BOOM. I mean, it's one thing when two players go back and forth in the media. Or even a coach and a player. Or Ozzie Guillen and random people on Twitter. But this the general manager of the world champs, straight beating on a random role player for a team that isn't even in the division.
And Sabean wasn't done.
"He chose to be a hero in my mind, and if that's his flash of fame, that's as good as it's going to get, pal," Sabean said. "We'll have a long memory. Believe me, we've talked to [former catcher Mike] Matheny about how this game works. You can't be that out-and-out overly aggressive. I'll put it as politically as I can state it: There's no love lost, and there shouldn't be."
Naturally, this didn't go over well with Cousins' camp.
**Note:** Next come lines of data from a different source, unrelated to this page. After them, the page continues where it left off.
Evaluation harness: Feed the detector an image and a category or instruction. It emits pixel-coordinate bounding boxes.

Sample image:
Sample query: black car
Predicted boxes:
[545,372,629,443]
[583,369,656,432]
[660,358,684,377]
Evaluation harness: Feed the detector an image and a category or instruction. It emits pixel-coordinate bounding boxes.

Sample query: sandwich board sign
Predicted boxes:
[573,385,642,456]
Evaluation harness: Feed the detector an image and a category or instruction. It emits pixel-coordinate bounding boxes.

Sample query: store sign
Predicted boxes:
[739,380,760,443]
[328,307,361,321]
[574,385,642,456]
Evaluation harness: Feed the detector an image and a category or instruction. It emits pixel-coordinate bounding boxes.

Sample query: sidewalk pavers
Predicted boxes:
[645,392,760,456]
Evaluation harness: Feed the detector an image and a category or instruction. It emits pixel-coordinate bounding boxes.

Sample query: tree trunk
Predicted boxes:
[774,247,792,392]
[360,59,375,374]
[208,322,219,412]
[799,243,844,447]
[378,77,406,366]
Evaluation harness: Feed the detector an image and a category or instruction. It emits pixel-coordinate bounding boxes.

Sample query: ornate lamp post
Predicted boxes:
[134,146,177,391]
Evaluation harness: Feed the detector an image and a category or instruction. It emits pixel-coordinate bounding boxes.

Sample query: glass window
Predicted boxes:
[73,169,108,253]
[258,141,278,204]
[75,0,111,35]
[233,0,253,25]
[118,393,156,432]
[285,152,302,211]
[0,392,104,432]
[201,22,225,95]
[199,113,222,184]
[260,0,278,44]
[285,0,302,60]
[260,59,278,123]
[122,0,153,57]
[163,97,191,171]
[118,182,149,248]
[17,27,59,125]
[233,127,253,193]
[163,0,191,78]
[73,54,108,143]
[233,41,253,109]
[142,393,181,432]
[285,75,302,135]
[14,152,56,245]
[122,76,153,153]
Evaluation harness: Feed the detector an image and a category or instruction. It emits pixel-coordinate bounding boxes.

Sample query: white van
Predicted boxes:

His agent, Matt Sosnick, who also represents the Giants' Freddy Sanchez, didn't appreciate the comments.
"I am really hoping that he was speaking in the heat of the moment and out of emotion," Sosnick said. "Because if he wasn't, he took a bad situation and certainly made it a lot worse."
Sosnick also said that if it "Buster Posey or [Aubrey] Huff or [Cody] Ross had run over [Marlins catcher] John Buck and injured him in the same play, the Giants players would be celebrating a great hard play that gave their team a victory" and that Sabean wouldn't have thought the play was dirty.
That's a valid point, of course, but it's pretty obvious that Sabean believes -- having seen the slowed-down version of the play -- that Cousins was "hunting" for Posey.
"If you listen to the kid's comments after the fact, he pretty much decided and it was premeditated that if he got a chance, he was going to blow up the catcher to dislodge the ball," Sabean said. "And if you watch frame by frame from different angles, he does not take the path to the plate to try to score.
"He goes after Buster, right shoulder on right shoulder, and to me, that's malicious."
Cousins, who has received death threats because of the play, didn't want to comment on the situation any further.
"I've said my piece," Cousins said. "I feel horrible for Posey. The aftermath of this has not been fun."
It certainly hasn't. Death threats aren't a joke, and no one wants to become "famous" for hurting a player that's beloved by fans and players alike.
But there's also a pretty good argument that since Cousins is, you know, still playing baseball, that the aftermath of the incident hasn't been as bad for him as it's been for Posey.
That's just an argument that Brian Sabean doesn't need to be making on the radio.